Maren and Luna left shortly after that. They decided the bachelorette prep had been productive enough for one evening, and Luna added, with the strained cheerfulness of someone who has recently survived a home invasion, that they'd had "enough adventure for one night."
So now it's just me and the alphas. Arthur is walking in from the hallway with the chicken cradled against his chest, one broad palm smoothing down its feathers, murmuring to it like it's a newborn.
"Oh, Clementine," he says softly. "Why were you hiding?"
She'd hidden, apparently.Afterwe barricaded ourselves in the bathroom, wedging herself under the couch.
"Clementine," I repeat.
"She's our mascot," Mason says, leaning against the kitchen island. "For the rugby team."
"She belongs to Old Bill," Knox adds, reaching for his glass of water. "He's got a farm past the ice rink. Everyone knows Bill."
"Old Bill... And you guys have a rugby team," I say.
"Yeah, we play a match once a quarter for the Lake's Edge Cup," Knox says from the couch, stretching his legs out. "We basically just split the local guys into two squads and beat the hell out of each other for bragging rights. And Clementine here comes to celebrate with us at every victory. We all love her."

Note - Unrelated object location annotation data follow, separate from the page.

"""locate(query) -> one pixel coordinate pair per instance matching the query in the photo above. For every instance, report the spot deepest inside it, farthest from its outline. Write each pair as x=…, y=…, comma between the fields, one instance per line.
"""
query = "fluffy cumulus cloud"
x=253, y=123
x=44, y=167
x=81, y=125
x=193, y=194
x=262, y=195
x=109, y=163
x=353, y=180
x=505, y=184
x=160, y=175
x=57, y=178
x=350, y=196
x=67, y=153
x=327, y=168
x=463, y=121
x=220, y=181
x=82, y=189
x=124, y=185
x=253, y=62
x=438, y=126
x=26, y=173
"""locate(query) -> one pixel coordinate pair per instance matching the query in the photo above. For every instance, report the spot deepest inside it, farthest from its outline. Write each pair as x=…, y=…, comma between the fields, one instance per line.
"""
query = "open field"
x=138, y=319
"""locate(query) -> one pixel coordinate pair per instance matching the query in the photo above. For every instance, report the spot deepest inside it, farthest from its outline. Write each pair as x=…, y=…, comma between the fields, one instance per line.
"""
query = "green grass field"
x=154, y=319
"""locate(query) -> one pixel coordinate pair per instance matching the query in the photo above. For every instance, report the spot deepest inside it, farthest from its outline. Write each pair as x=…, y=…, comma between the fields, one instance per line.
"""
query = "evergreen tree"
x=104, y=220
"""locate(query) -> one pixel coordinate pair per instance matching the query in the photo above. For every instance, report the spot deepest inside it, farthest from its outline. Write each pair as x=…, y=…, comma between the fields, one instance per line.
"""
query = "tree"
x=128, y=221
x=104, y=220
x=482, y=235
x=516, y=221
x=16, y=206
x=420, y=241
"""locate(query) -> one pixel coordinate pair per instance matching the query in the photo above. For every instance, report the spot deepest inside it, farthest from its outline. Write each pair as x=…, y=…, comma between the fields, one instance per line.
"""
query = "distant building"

"How did she end up here though?" I ask.
Arthur is still petting Clementine with the focus of someone performing surgery. "Bill couldn't make the match today, so I offered to pick her up this afternoon. I set up everything in my room, her food dispenser, her water, the blanket she likes. She was sleeping so deeply I didn't want to wake her, so I let her rest while I got ready, and then I was late for the match, and I—" He trails off. Rubs the back of his neck. "Forgot her."
"You forgot you left a chicken in your bedroom," I say.
"I feel terrible," he says.
He looks it, too. The flush on his ears has spread to his cheeks, and he's holding Clementine like she's the only thing keeping him grounded.
"And Knox and I were out all day and didn't even know Old Bill couldn't make it today," Mason says, shaking his head.
"But in Arthur's defense, he built her a little corner," Knox says, grinning. "With a towel nest."
"She likes the towel nest," Arthur says quietly, and the sincerity of it does something to my chest that has nothing to do with leftover adrenaline.
I look at Clementine, who is tucked against Arthur's collarbone with her eyes half-closed, looking about as threatening as a cotton ball. Which is infuriating, given the T. rex energy she was channeling forty-five minutes ago.
"Does she usually come at people like a velociraptor?" I ask. "Because that was—"
"She doesn't attack," Arthur says, like I've insulted a family member. "She's very cuddly. She probably saw you and wanted to be petted."
"She wanted to bepetted," I deadpan.
"She does that," he says. "Runs up to people. It's how she says hello."
"That is objectively terrifying," I tell him.
"Only if you don't know her," Arthur says, with genuine pain in his voice.
Clementine ruffles her feathers and settles deeper into the crook of his arm. Docile. Content. Nothing like the tiny dinosaur that barreled toward me down the hallway.
"Can I—" I start, surprising myself. "Can I pet her?"
Arthur's face opens up. "Yeah. Of course. Just—slow, and along the feathers, not against."
I step closer. Clementine's beady eyes track me, and for a moment she turns her head away.
I blink. "Is she... ignoring me?"
"She's probably a little offended," Arthur says. "That you ran."